“Are you ready to meet some hot, young singles in your area?”
It’s a question we have all been asked, at one point or another- perhaps on the movie-streaming website you used to illegally watch Silver Linings Playbook, alongside the animated game that promised you a $500 Ruby Tuesday’s gift card if you felt compelled to punch a duck in the face hard enough. But, seriously. Do you want to meet some **~H0t $iNgLe$~**? Maybe one day you were asked this question, and you declared, “Yes. Oh, yes. I definitely would. Bring me those hot singles right now!”
If this sounds like you (or like a “friend of yours”), there is a fun, new activity for you, called “Tinder.” It’ s a smartphone app that works precisely as its title would have you believe- by piling dry, brittle stick- humans upon one another until you find your match (get it? It is a very punny app, Tinder) and a flame, i.e. LOVE bursts forth.
How, you ask, does this orgy of love begin? To find out, I downloaded the free app, strictly out of curiosity and journalistic integrity. Upon installation, my iPhone flat-out rejected it. Literally, it panicked- the screen flashed and then shut down for fifteen minutes, which I am assuming it spent dreaming of 2006- a simpler time when all a phone had to do to be “hip” was be a pink Motorola Razr.
However, when it powered back on, Tinder was ready to rumble! Huzzah. First, it immediately asks to log onto your Facebook to verify that you are actually a human, which is horrifying, obviously. Perhaps knowing the panic attack that comes with this question (we can’t have our thousand closest, most personal friends knowing that we are on a quest for love, after all), Tinder tenderly assures you that it won’t share your information, so you take the leap of faith and press on.
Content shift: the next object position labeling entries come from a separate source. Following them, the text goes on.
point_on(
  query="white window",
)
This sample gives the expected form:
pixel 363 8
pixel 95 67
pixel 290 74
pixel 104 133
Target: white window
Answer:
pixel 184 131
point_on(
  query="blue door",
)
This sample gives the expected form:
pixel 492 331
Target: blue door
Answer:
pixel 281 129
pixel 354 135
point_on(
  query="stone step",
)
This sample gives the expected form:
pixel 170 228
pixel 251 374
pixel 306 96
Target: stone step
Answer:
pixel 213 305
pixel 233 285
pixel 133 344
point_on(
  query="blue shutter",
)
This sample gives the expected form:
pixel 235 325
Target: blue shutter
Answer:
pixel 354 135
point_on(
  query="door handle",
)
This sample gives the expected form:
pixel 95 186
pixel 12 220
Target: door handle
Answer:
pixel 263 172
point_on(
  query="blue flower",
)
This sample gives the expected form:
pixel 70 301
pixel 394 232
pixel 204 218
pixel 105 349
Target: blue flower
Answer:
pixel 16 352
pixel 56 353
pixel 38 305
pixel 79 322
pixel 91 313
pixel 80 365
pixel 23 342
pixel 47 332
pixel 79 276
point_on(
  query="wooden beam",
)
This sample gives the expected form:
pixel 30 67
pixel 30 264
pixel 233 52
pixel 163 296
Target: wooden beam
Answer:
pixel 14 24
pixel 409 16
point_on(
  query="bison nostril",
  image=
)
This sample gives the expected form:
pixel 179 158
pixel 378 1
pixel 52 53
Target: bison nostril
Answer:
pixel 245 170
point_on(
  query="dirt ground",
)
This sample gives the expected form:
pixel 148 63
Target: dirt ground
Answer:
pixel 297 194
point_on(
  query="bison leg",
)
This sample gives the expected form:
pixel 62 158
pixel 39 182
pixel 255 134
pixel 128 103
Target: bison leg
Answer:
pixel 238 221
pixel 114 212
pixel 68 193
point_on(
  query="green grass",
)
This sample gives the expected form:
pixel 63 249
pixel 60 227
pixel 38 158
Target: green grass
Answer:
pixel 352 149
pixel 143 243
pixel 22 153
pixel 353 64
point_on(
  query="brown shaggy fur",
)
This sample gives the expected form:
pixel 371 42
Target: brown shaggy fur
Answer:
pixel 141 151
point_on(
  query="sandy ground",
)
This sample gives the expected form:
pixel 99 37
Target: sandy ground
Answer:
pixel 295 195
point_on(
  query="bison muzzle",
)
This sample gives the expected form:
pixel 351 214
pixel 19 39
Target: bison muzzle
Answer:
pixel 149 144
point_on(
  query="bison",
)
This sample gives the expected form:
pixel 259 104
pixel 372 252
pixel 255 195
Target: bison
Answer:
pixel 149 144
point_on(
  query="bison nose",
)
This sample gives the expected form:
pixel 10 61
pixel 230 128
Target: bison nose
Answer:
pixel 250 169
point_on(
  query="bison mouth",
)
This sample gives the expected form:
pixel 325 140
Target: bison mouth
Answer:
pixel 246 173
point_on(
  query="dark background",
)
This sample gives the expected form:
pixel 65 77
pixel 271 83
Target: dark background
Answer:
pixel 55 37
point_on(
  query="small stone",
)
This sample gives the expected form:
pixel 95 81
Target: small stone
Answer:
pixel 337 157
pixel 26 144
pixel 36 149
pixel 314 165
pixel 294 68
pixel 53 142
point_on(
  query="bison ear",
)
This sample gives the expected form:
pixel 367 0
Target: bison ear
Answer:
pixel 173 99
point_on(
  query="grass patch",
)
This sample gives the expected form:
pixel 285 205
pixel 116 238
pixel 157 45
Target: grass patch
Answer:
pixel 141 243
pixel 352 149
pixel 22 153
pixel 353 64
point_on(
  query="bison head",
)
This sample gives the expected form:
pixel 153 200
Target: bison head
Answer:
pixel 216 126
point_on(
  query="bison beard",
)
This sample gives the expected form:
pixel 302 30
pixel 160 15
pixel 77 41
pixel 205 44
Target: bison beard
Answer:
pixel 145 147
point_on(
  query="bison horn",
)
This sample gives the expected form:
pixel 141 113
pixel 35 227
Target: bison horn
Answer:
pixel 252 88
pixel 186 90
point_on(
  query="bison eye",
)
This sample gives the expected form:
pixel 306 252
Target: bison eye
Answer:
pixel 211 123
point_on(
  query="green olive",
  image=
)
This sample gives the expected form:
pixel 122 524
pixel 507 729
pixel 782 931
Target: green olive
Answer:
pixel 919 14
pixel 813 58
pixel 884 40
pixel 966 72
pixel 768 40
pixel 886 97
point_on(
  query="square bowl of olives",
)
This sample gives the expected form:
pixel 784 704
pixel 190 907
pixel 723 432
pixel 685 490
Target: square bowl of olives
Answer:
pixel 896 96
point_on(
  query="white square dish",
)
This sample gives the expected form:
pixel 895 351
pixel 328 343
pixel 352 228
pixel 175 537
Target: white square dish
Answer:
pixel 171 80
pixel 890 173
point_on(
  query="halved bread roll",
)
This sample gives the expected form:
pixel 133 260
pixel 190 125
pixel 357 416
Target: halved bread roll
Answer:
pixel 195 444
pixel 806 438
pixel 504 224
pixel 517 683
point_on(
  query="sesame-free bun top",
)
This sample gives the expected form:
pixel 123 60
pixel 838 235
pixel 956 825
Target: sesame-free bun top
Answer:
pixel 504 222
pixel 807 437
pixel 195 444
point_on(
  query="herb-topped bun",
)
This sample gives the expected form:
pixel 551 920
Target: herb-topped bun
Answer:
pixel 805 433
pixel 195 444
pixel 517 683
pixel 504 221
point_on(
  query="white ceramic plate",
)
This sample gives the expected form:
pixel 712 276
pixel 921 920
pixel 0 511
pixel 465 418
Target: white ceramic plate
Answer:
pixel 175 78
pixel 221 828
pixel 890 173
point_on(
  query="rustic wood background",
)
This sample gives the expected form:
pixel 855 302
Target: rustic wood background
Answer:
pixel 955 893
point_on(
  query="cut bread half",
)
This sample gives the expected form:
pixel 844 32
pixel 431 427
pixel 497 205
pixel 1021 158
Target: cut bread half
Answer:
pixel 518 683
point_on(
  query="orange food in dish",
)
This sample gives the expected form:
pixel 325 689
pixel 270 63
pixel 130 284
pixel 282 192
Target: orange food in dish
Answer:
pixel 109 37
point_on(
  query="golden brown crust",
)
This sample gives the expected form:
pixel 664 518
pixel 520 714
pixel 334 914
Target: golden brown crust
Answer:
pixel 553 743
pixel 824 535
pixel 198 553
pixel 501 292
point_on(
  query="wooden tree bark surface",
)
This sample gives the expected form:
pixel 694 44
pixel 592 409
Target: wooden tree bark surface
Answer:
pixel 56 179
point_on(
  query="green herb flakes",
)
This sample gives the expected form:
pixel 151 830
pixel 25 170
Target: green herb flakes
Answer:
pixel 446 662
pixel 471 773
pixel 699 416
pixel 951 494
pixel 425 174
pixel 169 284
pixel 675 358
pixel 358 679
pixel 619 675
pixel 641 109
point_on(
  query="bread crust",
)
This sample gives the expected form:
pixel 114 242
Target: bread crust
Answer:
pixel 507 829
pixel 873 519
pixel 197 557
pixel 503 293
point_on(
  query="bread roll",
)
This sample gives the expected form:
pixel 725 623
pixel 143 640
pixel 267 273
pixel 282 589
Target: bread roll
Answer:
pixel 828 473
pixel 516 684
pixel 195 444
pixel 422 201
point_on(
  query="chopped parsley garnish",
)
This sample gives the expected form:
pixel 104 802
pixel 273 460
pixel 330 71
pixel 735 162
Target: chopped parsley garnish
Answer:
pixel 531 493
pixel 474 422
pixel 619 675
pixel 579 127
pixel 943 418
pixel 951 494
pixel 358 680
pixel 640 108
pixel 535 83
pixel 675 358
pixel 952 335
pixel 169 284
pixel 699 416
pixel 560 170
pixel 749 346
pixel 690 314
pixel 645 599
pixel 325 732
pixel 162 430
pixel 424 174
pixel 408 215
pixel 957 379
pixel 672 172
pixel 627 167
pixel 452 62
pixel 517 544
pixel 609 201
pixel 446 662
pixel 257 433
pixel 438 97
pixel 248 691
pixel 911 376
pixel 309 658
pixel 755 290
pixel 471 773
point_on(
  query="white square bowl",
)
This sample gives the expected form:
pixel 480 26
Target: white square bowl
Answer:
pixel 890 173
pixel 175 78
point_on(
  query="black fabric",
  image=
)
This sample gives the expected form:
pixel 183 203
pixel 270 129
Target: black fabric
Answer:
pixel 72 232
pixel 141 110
Past this point, the logistics are pretty simple. Pictures of potential lovers within 50 miles of you pop up (Using Tinder is perhaps the only time in which the phrase “binders of women” can accurately be used), showing their age and mutual friends or interests with you. There are two things you can do with them: “like” them, or say “nope,” because middle ground obviously cannot exist on Tinder. Saying “nope” banishes them into oblivion, theoretically. BUT. If, by chance, you both happen to have “liked” each other (!!!) sparks fly in the form of a chat box that opens between you and your match. In it, you are free to discuss your hopes and dreams and/ or sext at will. It’s a “fun way to break the ice,” Tinder’s website blithely states.
Oh, what fun it is. And what ice there is to be broken- on Tinder, you will find truly excellent people such as Nic, 18, who describes himself as a “rly nice guy just lookin for a hot girl ;-)”. As you can see, the possibilities are endless.
So, what are you waiting for? Go find some hot singles, you hot young thing!